This is the math version of the previous post (but don’t worry, you don’t have to understand the difficult part). It tells you which picture you touched (ie the closest).

It is much faster than my approach of drawing objects and looking up pixels, but you have to know the shape and orientation of the object you are touching, and have code for that particular shape. This code is only for flat 2D images.

You might want to see it working first. Run this code, then touch the red and yellow pictures. The program will print out the touch positions – so for example, if you touch the top right of one of the pictures, the result should be something like (400,600), because they are 400 pixels wide and 600 pixels high.

There are two pieces of magic in the code, which are used in the function PictureIsTouchedBy.

The screentoplane function (which I’m not going to explain, because I don’t understand it) finds the 2D location of your touch on a picture drawn in 3D (ie with perspective), and returns it as a value from -0.5 to 0.5, where 0 is the centre of the picture. We adjust that to get the pixel values.

The second half of PictureIsTouchedBy takes the touch location that we just calculated, and applies the translation and rotation of the picture, to get its position in 3D. The z value of this point tells us how far away it is, and we can use that to figure out which touched object is closer.

### How to include this in your own project

It is pretty simple, once you have added the Touch class code.

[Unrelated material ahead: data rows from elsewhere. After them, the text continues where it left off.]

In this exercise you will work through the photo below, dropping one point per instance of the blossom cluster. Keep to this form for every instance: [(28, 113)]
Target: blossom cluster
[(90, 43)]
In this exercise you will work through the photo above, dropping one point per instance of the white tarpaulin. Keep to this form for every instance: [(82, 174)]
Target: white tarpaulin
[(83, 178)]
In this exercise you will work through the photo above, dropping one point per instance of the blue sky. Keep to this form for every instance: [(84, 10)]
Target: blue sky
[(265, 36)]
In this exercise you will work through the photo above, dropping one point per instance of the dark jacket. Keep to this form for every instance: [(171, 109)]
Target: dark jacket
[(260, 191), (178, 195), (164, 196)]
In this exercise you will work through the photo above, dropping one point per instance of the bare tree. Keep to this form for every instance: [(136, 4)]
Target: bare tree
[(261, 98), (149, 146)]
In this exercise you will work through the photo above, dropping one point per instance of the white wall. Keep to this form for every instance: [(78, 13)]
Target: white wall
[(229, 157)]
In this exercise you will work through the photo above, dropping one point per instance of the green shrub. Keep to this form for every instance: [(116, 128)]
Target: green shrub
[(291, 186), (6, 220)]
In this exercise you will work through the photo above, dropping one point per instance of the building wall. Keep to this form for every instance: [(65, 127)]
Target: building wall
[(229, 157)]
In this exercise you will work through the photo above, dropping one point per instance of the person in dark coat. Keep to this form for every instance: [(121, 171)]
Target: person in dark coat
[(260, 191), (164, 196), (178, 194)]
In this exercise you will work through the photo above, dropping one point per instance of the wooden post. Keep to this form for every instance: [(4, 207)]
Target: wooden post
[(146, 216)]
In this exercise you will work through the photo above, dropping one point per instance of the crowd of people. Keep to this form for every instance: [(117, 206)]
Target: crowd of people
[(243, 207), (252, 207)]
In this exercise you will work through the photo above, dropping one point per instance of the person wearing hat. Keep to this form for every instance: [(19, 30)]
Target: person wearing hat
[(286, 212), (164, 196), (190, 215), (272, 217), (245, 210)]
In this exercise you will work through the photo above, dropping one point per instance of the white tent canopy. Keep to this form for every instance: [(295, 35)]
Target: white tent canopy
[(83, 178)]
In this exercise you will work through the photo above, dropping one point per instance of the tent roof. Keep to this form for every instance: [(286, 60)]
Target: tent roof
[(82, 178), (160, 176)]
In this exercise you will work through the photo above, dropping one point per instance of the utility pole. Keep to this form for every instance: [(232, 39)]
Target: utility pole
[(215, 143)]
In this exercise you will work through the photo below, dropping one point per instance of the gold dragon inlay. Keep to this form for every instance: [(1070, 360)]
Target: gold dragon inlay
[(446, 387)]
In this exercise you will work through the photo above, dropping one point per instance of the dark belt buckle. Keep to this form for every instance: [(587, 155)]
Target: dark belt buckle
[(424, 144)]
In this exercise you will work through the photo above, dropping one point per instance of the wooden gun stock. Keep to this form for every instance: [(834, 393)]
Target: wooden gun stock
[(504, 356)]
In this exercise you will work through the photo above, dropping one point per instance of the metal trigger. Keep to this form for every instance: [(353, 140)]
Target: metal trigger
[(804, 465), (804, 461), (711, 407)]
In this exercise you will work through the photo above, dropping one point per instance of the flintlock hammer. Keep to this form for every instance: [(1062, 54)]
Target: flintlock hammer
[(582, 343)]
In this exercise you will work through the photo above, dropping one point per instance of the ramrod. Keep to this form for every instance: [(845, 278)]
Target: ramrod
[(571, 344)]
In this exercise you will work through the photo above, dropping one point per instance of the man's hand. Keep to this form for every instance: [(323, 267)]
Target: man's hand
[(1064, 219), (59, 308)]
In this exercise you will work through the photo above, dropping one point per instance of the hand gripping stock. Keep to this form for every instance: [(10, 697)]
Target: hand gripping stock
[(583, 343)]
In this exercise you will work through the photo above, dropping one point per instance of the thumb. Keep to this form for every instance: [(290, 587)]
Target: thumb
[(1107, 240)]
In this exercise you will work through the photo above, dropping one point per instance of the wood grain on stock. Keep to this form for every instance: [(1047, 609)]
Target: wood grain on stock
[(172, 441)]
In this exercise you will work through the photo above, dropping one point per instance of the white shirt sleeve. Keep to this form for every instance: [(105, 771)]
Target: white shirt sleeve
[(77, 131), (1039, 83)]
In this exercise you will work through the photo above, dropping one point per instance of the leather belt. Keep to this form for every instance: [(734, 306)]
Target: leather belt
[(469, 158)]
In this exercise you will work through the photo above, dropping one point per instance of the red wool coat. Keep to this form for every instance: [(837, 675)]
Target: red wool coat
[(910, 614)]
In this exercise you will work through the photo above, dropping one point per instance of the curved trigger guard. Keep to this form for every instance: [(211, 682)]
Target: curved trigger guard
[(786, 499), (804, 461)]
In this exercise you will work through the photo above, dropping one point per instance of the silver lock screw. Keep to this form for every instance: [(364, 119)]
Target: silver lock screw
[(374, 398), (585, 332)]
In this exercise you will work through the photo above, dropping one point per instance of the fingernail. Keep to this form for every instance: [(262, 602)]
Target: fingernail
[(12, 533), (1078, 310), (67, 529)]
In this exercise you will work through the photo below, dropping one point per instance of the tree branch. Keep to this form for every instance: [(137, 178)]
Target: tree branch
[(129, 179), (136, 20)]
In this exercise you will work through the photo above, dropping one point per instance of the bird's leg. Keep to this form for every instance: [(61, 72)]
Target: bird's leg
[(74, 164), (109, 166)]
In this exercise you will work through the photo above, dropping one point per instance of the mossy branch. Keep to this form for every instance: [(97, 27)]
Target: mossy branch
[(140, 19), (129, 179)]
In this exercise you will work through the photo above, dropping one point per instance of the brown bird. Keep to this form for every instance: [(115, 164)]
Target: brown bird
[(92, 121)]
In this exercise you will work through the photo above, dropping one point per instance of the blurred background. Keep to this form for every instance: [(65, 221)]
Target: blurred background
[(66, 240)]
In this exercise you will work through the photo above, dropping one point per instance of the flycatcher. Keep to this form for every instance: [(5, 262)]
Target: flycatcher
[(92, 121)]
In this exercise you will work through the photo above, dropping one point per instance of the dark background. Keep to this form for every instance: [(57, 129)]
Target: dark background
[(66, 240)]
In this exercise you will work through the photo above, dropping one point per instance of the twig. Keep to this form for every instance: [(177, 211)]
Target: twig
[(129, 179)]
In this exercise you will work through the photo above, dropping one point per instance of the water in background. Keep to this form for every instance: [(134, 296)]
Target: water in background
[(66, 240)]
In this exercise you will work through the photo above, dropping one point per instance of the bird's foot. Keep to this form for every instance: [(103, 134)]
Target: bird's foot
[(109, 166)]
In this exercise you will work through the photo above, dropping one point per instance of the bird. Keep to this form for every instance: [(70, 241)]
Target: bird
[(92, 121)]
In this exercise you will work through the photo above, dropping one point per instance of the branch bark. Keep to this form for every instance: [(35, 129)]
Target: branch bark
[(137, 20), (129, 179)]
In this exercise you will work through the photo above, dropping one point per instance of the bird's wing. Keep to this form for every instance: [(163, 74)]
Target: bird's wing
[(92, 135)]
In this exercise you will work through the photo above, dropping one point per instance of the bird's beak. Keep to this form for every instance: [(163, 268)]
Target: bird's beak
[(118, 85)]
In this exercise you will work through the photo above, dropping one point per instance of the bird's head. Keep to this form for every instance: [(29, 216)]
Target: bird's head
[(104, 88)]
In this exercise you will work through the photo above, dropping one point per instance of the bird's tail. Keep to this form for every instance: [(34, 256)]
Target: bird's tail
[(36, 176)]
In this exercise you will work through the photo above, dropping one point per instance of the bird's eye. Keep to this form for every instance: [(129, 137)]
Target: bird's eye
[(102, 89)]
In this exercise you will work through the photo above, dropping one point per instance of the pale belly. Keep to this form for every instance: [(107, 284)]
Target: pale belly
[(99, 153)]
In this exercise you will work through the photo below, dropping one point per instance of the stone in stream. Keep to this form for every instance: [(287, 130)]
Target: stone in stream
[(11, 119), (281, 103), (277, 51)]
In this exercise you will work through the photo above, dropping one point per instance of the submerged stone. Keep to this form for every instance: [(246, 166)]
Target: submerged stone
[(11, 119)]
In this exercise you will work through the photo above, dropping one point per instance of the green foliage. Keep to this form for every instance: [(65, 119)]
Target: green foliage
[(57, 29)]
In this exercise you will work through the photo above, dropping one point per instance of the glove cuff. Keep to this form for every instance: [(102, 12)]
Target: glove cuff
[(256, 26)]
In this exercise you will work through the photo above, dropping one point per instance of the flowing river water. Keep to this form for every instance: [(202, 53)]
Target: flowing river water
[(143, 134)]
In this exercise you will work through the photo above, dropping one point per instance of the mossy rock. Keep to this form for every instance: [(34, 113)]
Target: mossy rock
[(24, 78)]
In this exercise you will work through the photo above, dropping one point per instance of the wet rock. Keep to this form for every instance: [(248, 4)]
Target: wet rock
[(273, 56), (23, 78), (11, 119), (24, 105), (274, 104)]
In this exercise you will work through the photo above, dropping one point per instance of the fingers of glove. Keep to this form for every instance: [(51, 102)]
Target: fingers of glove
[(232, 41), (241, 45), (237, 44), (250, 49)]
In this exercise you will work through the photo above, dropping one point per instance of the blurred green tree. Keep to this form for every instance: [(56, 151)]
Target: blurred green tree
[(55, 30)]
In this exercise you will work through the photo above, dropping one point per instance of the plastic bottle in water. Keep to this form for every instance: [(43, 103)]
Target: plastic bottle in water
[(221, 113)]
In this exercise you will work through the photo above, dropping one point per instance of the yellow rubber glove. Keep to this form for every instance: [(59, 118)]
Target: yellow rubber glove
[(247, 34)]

You only need three additional lines of code.

First, you need to tell the Touch class about each picture you want to touch, and give it some basic information – position and size, and some kind of id reference, such as a name or number (because when Touch finds the object you touched, it needs to give you back an id for it). This can be done anywhere, but setup is a good place.

You also need to tell Touch about the current rotation, which is just one line of code. The demo code does this in the draw function, but it doesn’t need to be done in each frame unless the rotation is changing constantly. If the rotation is fixed, you could just do this in setup.

Finally, the touched function gets Touch to figure out which object was touched, and return its id, and the touch position.

### Other objects

Thanks to LoopSpace, I have code for cubes and spheres which was built for a demonstration project, but I haven’t adapted it yet.

### Math vs kludge

So is this better than my previous post, where I drew an offscreen picture and looked up the pixel?

Clearly.

But I think that if you need to do this with more complex shapes, beyond pictures, and beyond even cubes and spheres, the picture kludge can be adapted to cope, whereas the math approach may just get too hard.